We found out that people are more interested in browsing through content on a given topic than searching for a specific item. So this year we’re launching the “channels” concept that will let you browse content on Europeana by theme. We’ll start with a channel dedicated to art and art history as well as one on music and everything around music and sounds.

E&M: While you are doing this work, did you ever discover a favourite piece of art or something that really inspired you?

Anna: Yeah! I find so many of them! Europeana is filled with little treasures and great works. I’m really a big fan of content that’s slightly different from the ordinary, slightly disruptive. So I was once searching content for a blogpost on fashion, when I stumbled upon a collection of early street-style photography.
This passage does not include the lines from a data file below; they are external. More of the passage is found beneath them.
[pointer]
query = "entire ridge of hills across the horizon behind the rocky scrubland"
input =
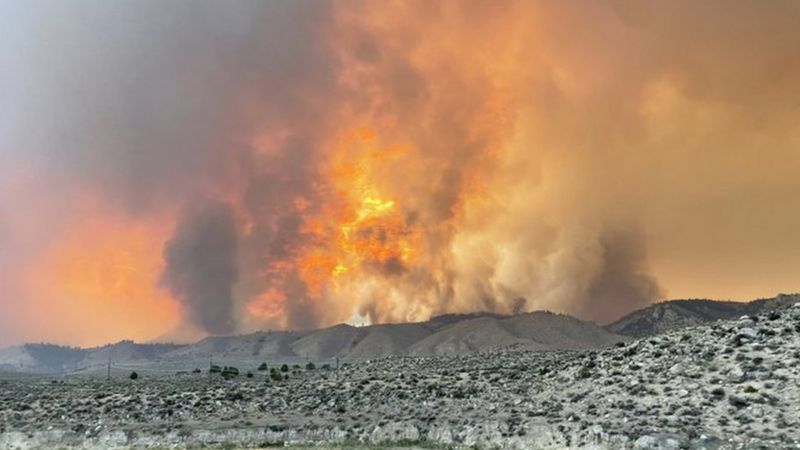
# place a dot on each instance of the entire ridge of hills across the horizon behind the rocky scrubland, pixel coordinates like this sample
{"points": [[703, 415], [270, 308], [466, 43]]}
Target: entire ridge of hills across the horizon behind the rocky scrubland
{"points": [[448, 334]]}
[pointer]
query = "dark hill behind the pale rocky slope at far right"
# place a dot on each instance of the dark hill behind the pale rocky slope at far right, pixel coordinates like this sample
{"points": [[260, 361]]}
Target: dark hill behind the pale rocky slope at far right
{"points": [[676, 314]]}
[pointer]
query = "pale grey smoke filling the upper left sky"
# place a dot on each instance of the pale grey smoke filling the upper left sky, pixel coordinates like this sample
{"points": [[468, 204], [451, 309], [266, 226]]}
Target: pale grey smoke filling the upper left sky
{"points": [[153, 101]]}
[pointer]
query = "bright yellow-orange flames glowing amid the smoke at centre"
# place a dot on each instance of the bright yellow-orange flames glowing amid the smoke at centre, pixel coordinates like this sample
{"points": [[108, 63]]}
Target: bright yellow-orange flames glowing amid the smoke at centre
{"points": [[360, 231]]}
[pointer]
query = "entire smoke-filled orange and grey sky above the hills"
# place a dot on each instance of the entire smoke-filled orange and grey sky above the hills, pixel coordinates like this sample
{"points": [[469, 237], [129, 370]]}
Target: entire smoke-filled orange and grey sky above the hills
{"points": [[173, 170]]}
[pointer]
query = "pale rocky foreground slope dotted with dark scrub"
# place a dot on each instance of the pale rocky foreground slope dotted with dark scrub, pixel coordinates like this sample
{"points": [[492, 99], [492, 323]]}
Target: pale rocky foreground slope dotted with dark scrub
{"points": [[724, 385]]}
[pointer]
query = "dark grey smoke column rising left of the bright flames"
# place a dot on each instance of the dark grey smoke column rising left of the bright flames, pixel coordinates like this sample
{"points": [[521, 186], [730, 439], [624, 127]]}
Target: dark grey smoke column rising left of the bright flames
{"points": [[201, 266]]}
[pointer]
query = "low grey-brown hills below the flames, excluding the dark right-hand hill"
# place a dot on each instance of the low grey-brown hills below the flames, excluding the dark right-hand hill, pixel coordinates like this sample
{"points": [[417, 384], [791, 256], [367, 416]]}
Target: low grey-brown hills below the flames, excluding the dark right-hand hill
{"points": [[453, 334]]}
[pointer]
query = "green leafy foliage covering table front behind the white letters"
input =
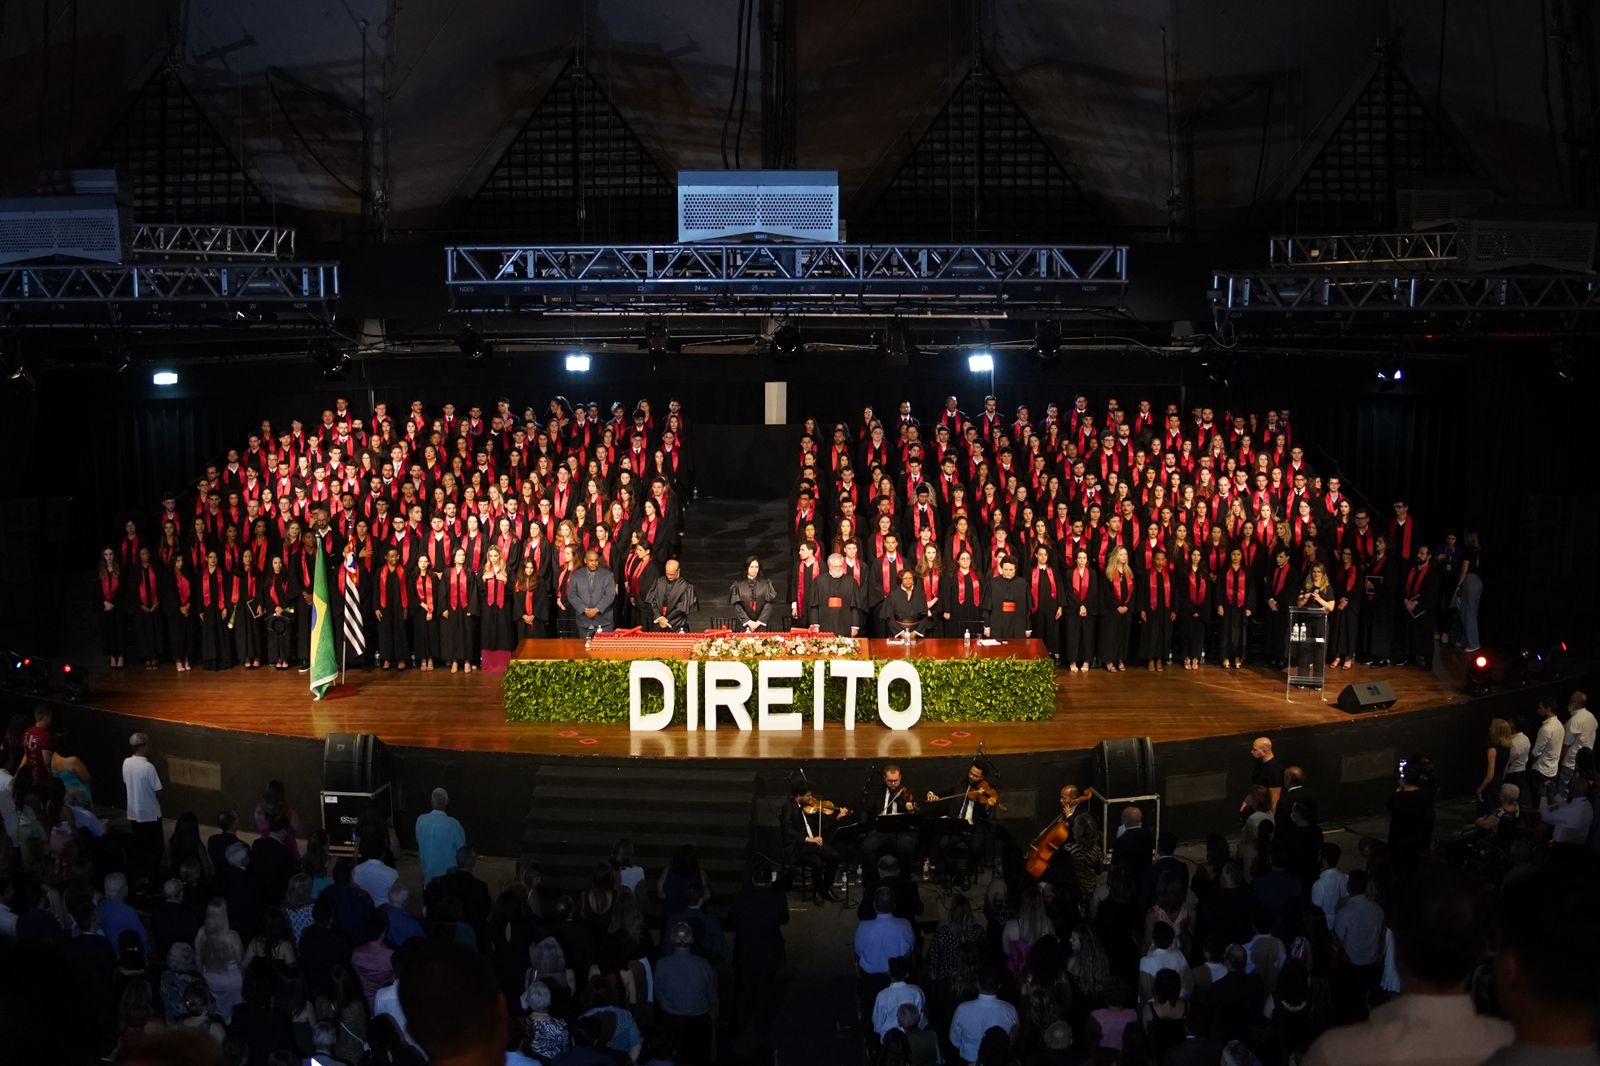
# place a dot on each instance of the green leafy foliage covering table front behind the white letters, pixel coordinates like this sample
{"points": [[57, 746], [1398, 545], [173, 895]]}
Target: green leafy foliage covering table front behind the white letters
{"points": [[594, 692]]}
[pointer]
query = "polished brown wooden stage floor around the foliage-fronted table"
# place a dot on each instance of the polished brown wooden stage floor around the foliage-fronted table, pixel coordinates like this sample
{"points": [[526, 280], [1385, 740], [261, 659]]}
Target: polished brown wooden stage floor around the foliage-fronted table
{"points": [[463, 713]]}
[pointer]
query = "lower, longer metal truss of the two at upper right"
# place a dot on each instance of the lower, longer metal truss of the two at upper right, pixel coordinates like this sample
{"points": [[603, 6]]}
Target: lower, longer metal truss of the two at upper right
{"points": [[1354, 297]]}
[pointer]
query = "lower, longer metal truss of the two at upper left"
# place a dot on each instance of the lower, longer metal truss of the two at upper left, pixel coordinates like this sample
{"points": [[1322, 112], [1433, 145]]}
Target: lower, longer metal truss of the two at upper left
{"points": [[170, 283]]}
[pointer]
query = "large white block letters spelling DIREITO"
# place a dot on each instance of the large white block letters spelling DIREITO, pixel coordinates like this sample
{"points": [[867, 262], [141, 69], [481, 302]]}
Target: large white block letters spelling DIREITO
{"points": [[719, 689]]}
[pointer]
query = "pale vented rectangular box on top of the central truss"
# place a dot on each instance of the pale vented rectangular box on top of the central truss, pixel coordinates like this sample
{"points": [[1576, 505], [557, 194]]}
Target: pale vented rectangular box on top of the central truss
{"points": [[758, 206]]}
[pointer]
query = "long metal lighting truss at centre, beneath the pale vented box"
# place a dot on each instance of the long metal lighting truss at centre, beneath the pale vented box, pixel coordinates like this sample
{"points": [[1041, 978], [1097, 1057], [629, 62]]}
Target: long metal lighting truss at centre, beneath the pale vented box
{"points": [[788, 278]]}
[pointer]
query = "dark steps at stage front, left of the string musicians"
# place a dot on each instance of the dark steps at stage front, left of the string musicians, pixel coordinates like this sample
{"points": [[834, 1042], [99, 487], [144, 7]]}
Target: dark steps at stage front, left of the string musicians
{"points": [[578, 812]]}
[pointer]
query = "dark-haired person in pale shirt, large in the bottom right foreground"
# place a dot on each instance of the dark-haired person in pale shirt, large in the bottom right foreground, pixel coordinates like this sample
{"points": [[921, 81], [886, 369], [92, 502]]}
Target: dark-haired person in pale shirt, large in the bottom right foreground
{"points": [[1439, 942]]}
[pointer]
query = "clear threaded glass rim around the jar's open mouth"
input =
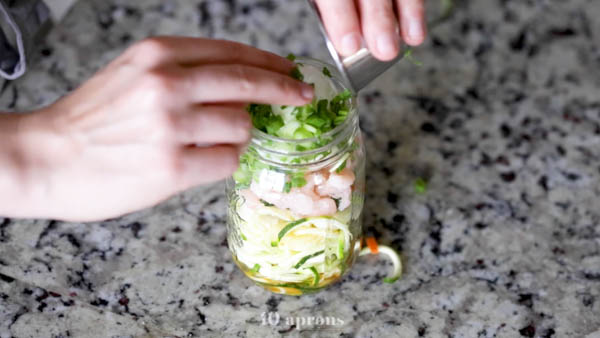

They were exactly like what you now see on many fashion blogs, but this was from the early 1900s during the horse races of Longchamps, Paris. It was during a time when women’s fashion was going through this big change, women had more freedom, no more corsets, haute-couture dresses came up and lots of oriental-style fashion was born. So the collection shows beautiful pictures of women, some of them even standing on chairs, in haute-couture or oriental dresses, watching the races.
There are lots of hidden things like that on Europeana, that I just love to find and share with everyone.

E&M: And what does Europe mean to you?

Anna: I will keep this short and sweet. Europe, for me, means unity. And not everyone may agree on this. But Europe really inspires me, to see how strongly we are connected although we are also diverse and different. I think that’s really the beauty of Europe.

E&M: Thanks for the interview, Anna.

The interview was conducted by E&M editor Rike Maier.